I say comfort food is meatloaf, pot roast, cobblers, spaghetti and meatballs, banana bread. Comfort food is what Mom--or more likely Grandma--made back in the day when she had neither a microwave nor a job. She did probably have a frugal budget, and quite a few hours to spend in the kitchen every day making braises and roasts, peeling apples and puttering around with pie crusts.
Junk food is processed and convenient. Pop Tarts and Ding-Dongs, chips and dips and Slim Jims are all junk food. Junk food is mostly a post-World War II, post-feminism phenomenon. I'm sure my dad could dredge up memories of a few "junk foods" that were around in his childhood, but not the tiniest fraction of a percent of what inundates us at every gas station convenience store today.
My own childhood comfort foods were made mostly by my dad. He still makes the best spaghetti and meatballs in the world, and his veal cutlets are to die for. My mom used to make a simple tuna sandwich that I loved, and sometimes for breakfast she'd make a hot cereal out of rice and raisins.

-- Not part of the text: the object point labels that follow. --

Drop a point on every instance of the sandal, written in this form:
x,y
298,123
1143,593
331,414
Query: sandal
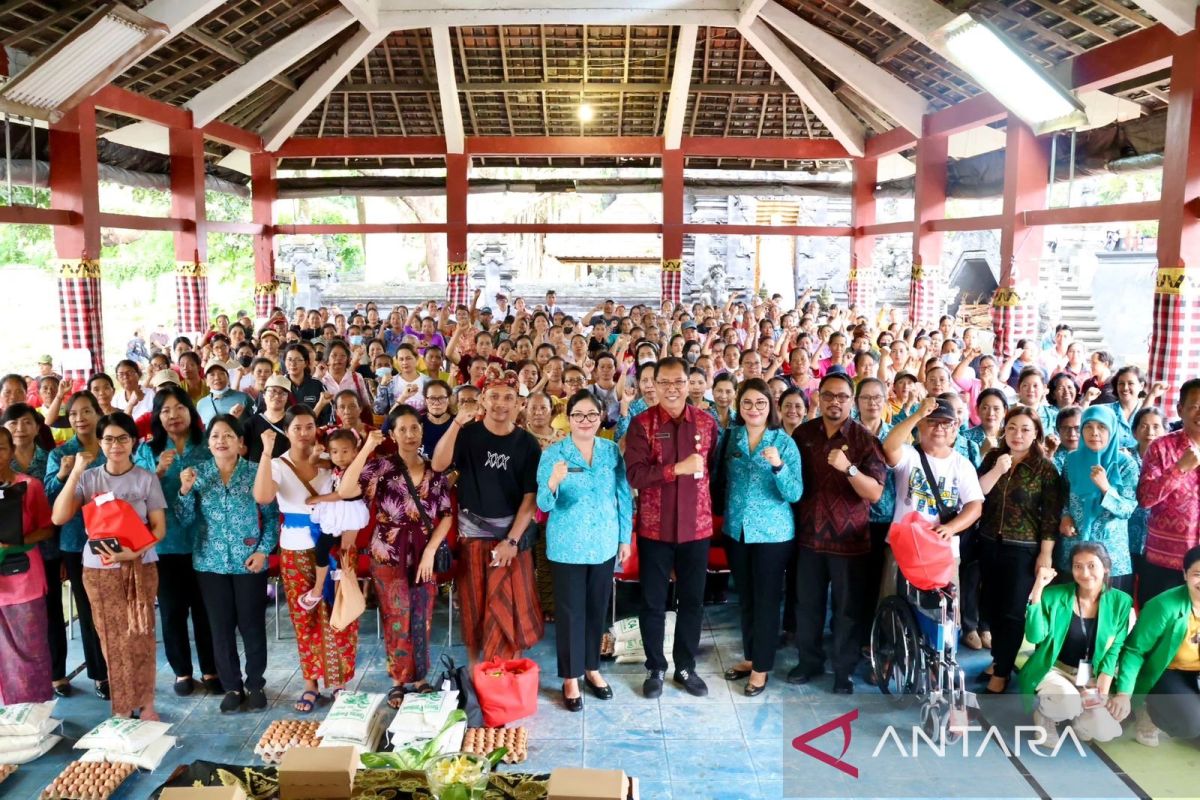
x,y
307,701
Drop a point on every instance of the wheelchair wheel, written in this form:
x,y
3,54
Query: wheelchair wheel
x,y
897,656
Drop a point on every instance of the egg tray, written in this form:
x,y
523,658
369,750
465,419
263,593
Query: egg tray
x,y
285,734
88,781
484,740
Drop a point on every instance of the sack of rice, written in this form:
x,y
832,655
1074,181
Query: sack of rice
x,y
630,627
121,735
351,716
421,716
30,753
24,719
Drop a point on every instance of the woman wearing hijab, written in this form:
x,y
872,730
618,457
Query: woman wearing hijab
x,y
1102,485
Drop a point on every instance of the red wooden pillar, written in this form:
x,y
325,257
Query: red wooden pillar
x,y
75,186
861,283
672,227
457,168
1014,310
264,191
191,244
929,203
1175,341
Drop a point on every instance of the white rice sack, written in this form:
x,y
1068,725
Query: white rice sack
x,y
423,715
11,744
24,719
149,758
351,716
30,753
121,735
630,627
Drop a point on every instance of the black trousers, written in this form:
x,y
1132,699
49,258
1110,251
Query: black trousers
x,y
1174,704
93,654
873,578
581,601
237,603
179,595
759,572
690,565
55,629
843,578
1007,582
1153,581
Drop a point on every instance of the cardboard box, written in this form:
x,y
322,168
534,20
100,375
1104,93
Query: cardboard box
x,y
574,783
203,793
317,774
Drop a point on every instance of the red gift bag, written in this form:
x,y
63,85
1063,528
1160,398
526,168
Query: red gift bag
x,y
108,517
925,559
507,690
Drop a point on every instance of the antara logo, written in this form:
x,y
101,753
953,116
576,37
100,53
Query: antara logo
x,y
838,723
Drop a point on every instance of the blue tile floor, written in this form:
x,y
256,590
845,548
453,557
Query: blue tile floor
x,y
720,747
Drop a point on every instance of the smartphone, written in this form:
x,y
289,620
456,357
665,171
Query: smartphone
x,y
112,543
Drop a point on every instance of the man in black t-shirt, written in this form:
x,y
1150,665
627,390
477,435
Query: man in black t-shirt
x,y
497,485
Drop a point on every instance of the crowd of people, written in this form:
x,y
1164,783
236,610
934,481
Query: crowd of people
x,y
555,450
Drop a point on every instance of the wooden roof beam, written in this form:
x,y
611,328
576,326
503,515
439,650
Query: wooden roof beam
x,y
295,108
841,122
448,90
870,82
681,79
1177,14
365,11
225,94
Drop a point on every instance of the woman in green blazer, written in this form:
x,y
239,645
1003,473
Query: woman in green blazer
x,y
1161,661
1078,630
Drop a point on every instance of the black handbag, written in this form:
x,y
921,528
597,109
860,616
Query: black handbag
x,y
459,679
443,559
719,479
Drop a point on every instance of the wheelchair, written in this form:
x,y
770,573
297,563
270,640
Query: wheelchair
x,y
913,655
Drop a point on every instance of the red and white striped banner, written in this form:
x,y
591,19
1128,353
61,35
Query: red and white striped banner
x,y
456,284
1175,338
79,313
672,281
191,298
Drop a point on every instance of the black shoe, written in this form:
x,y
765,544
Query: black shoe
x,y
256,699
232,702
797,675
599,692
691,681
573,703
652,686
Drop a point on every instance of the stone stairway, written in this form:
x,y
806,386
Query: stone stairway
x,y
1068,302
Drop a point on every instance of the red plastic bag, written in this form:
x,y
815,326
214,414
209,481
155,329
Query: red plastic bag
x,y
108,517
507,690
925,559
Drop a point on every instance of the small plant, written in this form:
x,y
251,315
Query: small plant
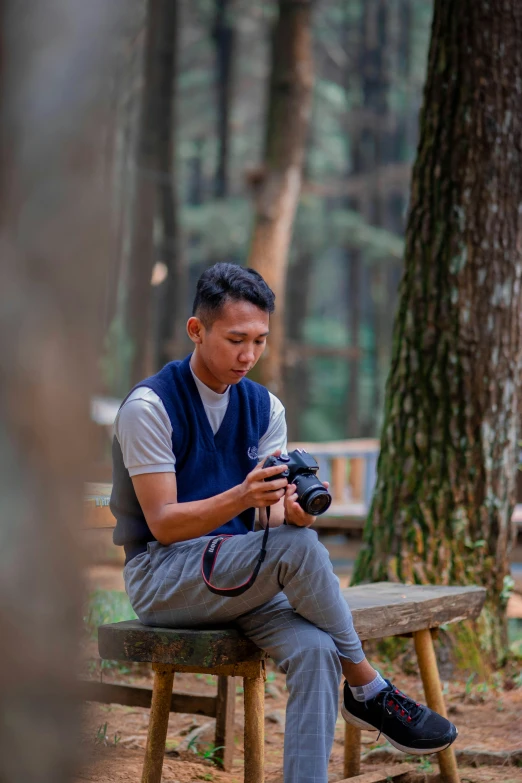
x,y
469,684
425,765
102,738
208,753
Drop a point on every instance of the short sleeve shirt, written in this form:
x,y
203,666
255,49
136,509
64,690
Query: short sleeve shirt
x,y
144,431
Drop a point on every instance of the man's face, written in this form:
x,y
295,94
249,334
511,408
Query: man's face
x,y
233,343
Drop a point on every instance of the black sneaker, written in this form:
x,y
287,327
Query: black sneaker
x,y
408,725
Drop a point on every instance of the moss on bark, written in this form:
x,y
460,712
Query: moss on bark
x,y
446,475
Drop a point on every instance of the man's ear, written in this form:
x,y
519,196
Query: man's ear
x,y
195,329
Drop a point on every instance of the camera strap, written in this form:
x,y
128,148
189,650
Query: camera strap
x,y
209,558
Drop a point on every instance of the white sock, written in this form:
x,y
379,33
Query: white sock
x,y
370,690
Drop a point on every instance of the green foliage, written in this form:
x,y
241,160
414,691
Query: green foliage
x,y
106,606
117,358
102,738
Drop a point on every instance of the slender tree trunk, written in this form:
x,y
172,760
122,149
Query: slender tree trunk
x,y
141,260
223,34
54,232
172,293
287,125
296,374
446,475
354,262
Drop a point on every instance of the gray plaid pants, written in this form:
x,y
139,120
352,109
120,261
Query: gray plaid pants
x,y
294,611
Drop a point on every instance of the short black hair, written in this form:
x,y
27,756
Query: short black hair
x,y
228,282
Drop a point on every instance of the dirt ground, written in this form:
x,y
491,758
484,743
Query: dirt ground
x,y
488,716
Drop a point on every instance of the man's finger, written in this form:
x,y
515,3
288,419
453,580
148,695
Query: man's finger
x,y
274,470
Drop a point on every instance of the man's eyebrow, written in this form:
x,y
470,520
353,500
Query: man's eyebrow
x,y
245,334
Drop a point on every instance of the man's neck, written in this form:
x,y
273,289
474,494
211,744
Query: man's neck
x,y
203,374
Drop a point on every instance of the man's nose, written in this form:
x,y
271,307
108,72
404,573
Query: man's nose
x,y
247,355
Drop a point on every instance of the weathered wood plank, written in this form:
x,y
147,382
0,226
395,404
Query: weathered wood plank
x,y
136,696
386,609
400,774
225,713
379,610
132,641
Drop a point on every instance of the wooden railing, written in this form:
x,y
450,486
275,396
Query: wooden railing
x,y
349,465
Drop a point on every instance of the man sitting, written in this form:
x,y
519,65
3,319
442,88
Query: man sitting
x,y
188,451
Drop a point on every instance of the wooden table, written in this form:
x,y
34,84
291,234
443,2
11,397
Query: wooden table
x,y
379,610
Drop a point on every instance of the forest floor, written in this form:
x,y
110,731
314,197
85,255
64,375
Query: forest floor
x,y
488,714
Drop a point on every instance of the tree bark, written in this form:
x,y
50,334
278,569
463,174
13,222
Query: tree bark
x,y
172,293
54,231
223,34
296,375
278,194
446,474
147,175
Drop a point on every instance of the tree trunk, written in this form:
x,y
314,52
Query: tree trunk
x,y
296,375
287,125
55,217
446,475
172,293
147,175
354,271
224,41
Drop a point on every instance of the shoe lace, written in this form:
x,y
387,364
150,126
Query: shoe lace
x,y
400,705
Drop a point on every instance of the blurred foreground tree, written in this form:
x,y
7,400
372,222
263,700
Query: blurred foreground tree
x,y
278,185
57,59
446,474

But I grew up in the seventies and eighties, and my mother couldn't be bothered to cook much. She bought canned or frozen vegetables and powdered mashed potatoes. There was no fresh milk in the house throughout my entire childhood. My parents bought powdered nonfat milk and mixed it up with water. It was gross. My mom made a horrible meatloaf and greasy, flaccid chicken cacciatore.

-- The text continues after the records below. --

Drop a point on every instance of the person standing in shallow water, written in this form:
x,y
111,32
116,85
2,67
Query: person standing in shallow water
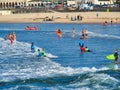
x,y
73,32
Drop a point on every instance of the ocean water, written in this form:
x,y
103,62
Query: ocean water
x,y
67,68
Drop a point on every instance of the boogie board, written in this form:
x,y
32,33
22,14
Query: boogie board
x,y
110,57
113,66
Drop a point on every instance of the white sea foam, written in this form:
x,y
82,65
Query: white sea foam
x,y
35,67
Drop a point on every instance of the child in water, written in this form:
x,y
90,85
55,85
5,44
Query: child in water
x,y
32,47
116,56
41,53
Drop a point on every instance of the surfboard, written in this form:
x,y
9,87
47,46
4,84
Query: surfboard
x,y
110,57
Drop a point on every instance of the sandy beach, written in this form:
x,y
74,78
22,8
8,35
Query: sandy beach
x,y
62,17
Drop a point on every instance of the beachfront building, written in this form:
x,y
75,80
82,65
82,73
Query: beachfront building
x,y
99,2
12,3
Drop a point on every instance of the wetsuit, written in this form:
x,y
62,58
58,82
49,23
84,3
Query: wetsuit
x,y
116,57
32,48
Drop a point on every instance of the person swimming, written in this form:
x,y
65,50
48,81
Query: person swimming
x,y
87,49
43,52
32,47
39,53
116,56
59,33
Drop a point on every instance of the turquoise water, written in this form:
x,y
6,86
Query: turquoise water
x,y
67,68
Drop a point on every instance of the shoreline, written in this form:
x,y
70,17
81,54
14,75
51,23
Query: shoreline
x,y
57,17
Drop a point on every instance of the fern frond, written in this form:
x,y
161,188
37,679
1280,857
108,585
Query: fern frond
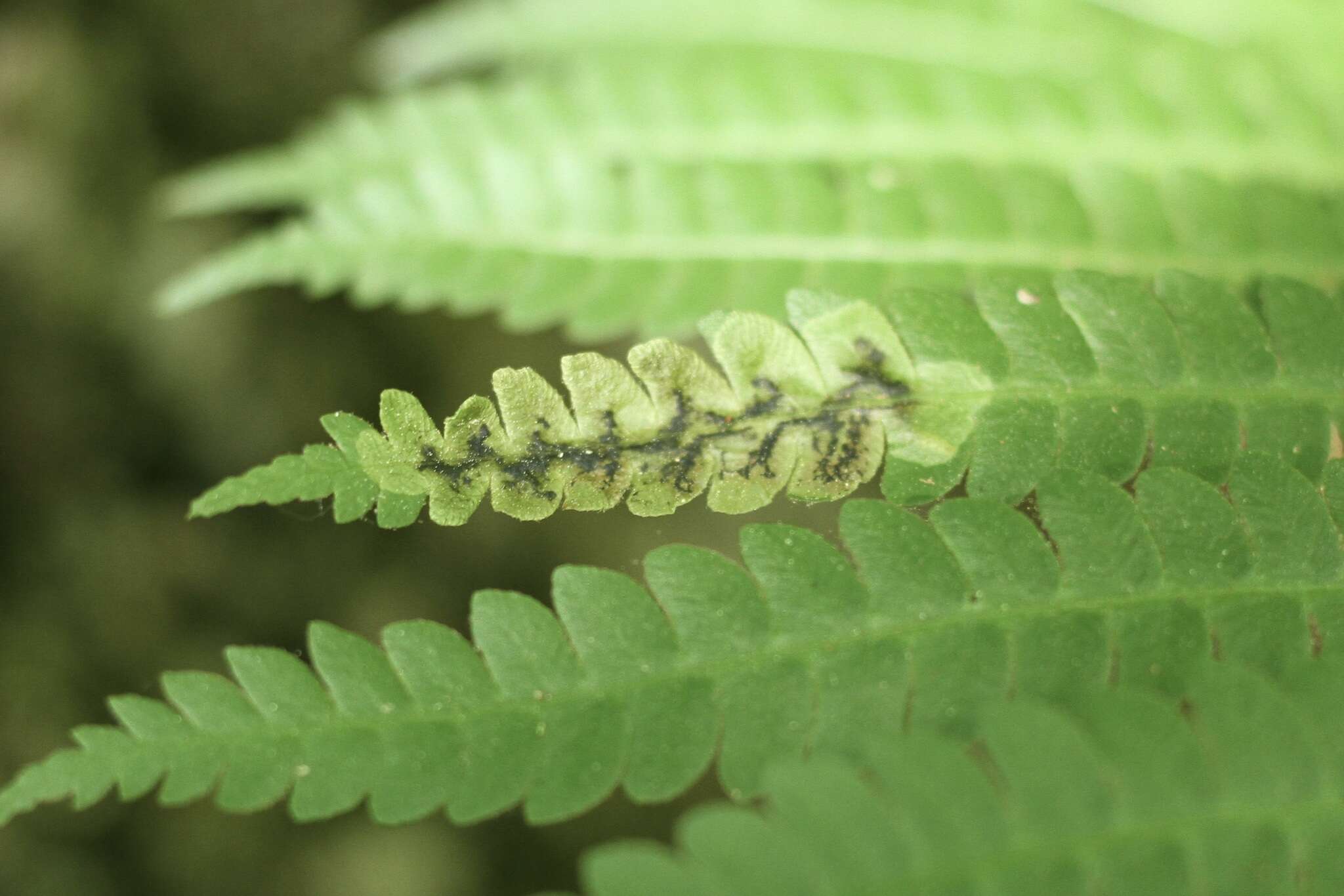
x,y
1233,790
635,220
808,653
1086,373
749,105
1003,37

Aside from the accompanying emotional trauma, the best thing to happen to me was my parents' divorce, at least culinarily speaking. My mom let me do the shopping (fresh milk! bagels and cream cheese!) and my dad started cooking more than ever. (My mom quickly gave up cooking for good, handing over the responsibility to me, at my request, when I was fifteen.) My dad sent lunches to school with me and my sister. They were fabulous. Usually leftovers from dinner, a nice thick slab of sourdough bread and butter, a thermos of his famous iced tea, a little belgian chocolate bar he bought at Trader Joe's, an orange from Grand Central Market, with a slit of rind removed to help us peel it.

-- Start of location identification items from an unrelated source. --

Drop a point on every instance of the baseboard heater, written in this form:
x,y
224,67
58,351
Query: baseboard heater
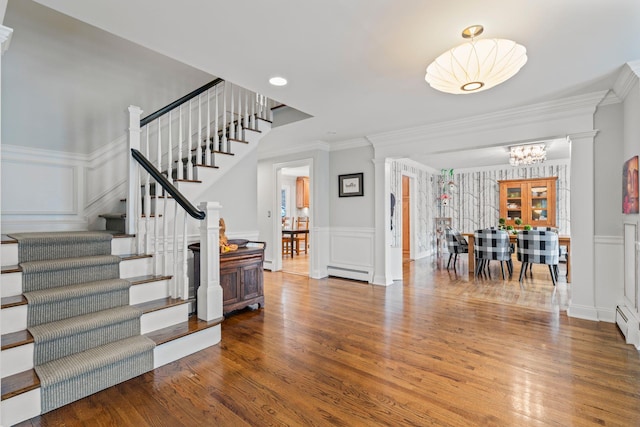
x,y
622,321
349,273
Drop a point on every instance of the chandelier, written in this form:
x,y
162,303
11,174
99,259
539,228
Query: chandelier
x,y
475,66
527,154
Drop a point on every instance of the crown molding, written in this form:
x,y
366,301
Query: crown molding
x,y
349,144
610,99
567,107
41,155
626,79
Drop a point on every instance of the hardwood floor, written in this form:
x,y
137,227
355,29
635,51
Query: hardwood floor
x,y
299,264
434,349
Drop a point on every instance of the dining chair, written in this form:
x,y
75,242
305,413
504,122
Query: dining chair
x,y
456,244
538,247
492,244
302,223
286,240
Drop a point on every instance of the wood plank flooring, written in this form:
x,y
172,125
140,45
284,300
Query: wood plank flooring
x,y
435,349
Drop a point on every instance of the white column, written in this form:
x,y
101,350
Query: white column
x,y
134,142
382,204
583,290
210,292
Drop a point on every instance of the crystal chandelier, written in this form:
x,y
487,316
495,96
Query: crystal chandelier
x,y
527,154
475,66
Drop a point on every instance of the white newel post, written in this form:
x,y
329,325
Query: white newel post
x,y
210,292
134,142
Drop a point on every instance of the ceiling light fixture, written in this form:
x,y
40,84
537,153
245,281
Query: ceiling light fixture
x,y
527,154
476,65
278,81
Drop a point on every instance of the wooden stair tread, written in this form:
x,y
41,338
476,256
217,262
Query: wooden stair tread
x,y
13,301
19,383
159,304
187,180
180,330
134,256
16,339
138,280
11,269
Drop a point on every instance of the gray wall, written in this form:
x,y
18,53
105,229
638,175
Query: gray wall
x,y
352,211
236,191
66,85
609,158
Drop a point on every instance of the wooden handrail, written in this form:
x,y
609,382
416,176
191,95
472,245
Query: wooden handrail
x,y
167,186
151,117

But back to comfort food. Every culture has its own favorites, but I think comfort food, to merit the name, must be homemade. A perfect example of something teetering in the balance is macaroni and cheese. Did your mom make it from scratch? Or was it Kraft? If it was Kraft, did she tart it up with extra cheese or onion powder or breadcrumbs or anything? Hmm. Tricky. I recognize the essential comforting nature of Kraft macaroni and cheese, but I hesitate to honor it as true comfort food.
All kids today watch the same TV shows, eat the same fast food, play the same video games. In my generation most kids ate Kraft mac and cheese, but maybe each mom made it a little bit differently. The kids of today may very well remember the Costco pumpkin pie their parents bought at Thanksgiving, and it will all be exactly the same.